CVE-2021-29430: 
Python vulnerability analysis and mitigation

Sydent, a reference Matrix identity server, was found to be vulnerable to a denial of service attack (CVE-2021-29430). The vulnerability was discovered and disclosed on April 15, 2021. The issue affected versions 2.2.0 and earlier of the matrix-sydent package, with version 2.3.0 containing the fix (Matrix Advisory).

The vulnerability stems from Sydent not implementing size limits on HTTP request bodies received from clients. Additionally, there were no limits on response sizes for requests made to remote Matrix homeservers. This lack of bounds checking could allow attackers to send requests with very large payloads or receive oversized responses (Matrix Advisory).

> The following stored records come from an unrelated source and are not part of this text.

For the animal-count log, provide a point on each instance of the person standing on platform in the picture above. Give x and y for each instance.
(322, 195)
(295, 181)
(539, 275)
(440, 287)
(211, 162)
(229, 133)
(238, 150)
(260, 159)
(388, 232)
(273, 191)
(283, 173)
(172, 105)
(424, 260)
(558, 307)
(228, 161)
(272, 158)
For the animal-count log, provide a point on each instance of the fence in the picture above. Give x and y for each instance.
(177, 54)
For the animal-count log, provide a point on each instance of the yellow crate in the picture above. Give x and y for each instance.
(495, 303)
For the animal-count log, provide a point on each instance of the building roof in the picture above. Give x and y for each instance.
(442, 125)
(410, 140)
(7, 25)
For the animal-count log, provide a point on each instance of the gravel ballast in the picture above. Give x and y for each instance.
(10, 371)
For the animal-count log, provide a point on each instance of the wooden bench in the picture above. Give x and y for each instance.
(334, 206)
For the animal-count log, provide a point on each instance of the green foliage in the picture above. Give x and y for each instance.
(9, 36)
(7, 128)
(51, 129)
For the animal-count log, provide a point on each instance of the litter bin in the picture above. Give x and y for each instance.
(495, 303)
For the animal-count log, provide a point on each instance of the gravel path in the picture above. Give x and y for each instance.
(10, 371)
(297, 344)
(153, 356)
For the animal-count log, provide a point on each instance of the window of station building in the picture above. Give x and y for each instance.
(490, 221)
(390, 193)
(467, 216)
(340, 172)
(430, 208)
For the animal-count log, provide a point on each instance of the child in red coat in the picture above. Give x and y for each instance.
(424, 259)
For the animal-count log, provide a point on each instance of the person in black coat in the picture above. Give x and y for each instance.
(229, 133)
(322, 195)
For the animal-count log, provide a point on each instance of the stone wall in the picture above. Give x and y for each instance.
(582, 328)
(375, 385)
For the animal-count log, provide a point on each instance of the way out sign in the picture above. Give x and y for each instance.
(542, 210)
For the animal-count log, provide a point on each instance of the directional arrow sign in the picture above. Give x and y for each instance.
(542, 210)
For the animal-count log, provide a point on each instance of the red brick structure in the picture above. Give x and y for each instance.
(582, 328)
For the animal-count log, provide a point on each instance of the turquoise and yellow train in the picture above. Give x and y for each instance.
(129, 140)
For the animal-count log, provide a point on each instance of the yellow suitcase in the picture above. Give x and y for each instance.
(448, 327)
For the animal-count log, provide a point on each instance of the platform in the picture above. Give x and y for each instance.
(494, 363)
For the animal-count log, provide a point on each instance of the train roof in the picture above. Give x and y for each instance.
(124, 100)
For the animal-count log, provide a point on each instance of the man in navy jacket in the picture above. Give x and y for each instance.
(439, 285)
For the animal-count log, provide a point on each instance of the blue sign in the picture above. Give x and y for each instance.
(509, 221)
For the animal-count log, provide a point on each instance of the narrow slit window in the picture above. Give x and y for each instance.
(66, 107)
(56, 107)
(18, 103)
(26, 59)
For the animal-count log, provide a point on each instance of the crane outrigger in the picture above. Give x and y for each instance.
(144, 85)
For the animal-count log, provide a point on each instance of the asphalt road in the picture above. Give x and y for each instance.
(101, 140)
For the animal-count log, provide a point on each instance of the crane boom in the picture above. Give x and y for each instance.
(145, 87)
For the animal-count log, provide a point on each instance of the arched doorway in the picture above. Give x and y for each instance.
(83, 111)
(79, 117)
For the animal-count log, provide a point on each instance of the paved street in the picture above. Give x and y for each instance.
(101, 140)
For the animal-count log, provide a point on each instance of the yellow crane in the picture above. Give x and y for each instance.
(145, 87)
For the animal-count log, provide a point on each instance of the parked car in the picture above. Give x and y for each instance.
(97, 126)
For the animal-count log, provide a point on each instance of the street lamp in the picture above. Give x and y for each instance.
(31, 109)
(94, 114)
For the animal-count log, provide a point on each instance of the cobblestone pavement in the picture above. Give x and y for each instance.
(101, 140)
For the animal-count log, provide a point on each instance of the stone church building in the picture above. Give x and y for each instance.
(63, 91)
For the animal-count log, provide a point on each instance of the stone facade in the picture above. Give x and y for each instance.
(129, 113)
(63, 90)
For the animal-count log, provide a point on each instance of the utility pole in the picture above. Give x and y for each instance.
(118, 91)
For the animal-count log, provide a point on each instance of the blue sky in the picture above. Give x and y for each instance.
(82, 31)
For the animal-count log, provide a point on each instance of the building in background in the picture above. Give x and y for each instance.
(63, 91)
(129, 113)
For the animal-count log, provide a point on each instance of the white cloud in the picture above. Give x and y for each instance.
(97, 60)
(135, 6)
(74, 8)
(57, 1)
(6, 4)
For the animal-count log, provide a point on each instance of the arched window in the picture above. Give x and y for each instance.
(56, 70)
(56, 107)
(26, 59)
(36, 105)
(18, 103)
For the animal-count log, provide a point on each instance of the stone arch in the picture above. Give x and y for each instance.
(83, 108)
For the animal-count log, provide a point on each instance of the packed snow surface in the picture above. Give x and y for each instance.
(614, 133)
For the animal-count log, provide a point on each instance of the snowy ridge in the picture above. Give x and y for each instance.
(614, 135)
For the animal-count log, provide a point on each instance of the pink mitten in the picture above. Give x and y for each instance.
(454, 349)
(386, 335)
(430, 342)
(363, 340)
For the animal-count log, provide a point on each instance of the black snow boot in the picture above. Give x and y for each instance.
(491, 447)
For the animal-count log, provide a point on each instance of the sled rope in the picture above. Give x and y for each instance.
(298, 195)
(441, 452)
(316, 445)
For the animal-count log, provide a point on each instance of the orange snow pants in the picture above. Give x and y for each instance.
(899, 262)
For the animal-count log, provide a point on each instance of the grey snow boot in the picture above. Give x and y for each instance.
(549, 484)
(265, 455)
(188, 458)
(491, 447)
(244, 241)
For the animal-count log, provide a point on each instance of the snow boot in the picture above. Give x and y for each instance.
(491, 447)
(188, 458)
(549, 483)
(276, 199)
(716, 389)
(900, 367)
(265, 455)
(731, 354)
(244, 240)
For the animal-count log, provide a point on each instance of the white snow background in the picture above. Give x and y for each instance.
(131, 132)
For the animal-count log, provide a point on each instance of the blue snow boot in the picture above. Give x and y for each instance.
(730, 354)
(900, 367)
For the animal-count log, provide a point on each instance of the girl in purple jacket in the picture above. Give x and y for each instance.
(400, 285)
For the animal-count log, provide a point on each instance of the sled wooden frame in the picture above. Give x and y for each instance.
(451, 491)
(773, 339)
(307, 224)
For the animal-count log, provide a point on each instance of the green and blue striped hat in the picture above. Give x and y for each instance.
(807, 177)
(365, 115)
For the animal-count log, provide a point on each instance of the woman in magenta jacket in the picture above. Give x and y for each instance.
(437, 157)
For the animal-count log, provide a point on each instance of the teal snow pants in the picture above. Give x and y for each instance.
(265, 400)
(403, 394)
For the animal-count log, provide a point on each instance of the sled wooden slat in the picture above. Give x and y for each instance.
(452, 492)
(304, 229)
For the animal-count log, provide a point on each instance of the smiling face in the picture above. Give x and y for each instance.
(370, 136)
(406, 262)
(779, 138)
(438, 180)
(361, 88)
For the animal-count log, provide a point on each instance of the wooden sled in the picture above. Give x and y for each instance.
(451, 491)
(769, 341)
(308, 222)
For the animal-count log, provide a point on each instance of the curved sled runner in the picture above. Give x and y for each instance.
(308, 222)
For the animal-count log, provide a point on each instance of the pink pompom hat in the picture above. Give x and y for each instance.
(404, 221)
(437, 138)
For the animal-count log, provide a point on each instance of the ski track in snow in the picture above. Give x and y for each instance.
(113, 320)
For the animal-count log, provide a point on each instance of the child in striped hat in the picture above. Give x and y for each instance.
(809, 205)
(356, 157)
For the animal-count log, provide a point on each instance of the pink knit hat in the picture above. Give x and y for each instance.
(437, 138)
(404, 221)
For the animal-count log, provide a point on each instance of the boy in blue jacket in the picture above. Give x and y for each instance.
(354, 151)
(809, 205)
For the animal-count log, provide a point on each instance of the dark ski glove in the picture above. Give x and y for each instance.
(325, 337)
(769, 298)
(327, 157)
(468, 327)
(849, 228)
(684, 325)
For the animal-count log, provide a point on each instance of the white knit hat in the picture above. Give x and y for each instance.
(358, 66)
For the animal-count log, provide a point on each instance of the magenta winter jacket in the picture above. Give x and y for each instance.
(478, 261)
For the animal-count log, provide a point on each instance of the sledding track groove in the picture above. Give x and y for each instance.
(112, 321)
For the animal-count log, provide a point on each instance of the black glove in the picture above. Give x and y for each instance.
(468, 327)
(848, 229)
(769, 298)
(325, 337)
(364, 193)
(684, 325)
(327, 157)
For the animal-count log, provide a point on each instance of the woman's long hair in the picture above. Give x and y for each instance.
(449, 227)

A malicious user could exploit this vulnerability by sending HTTP requests with extremely large bodies, leading to disk space exhaustion and denial of service. Similarly, a malicious homeserver could return very large responses causing memory exhaustion and service disruption. This particularly affects servers that accept registration requests from untrusted clients (Matrix Advisory).

The issue was patched in version 2.3.0 of Sydent. For unpatched systems, request sizes can be limited using an HTTP reverse-proxy as a temporary workaround. However, there were no known workarounds for the problem with overlarge responses. Server administrators were advised to update to version 2.3.0 as soon as possible (Matrix Release, Matrix Advisory).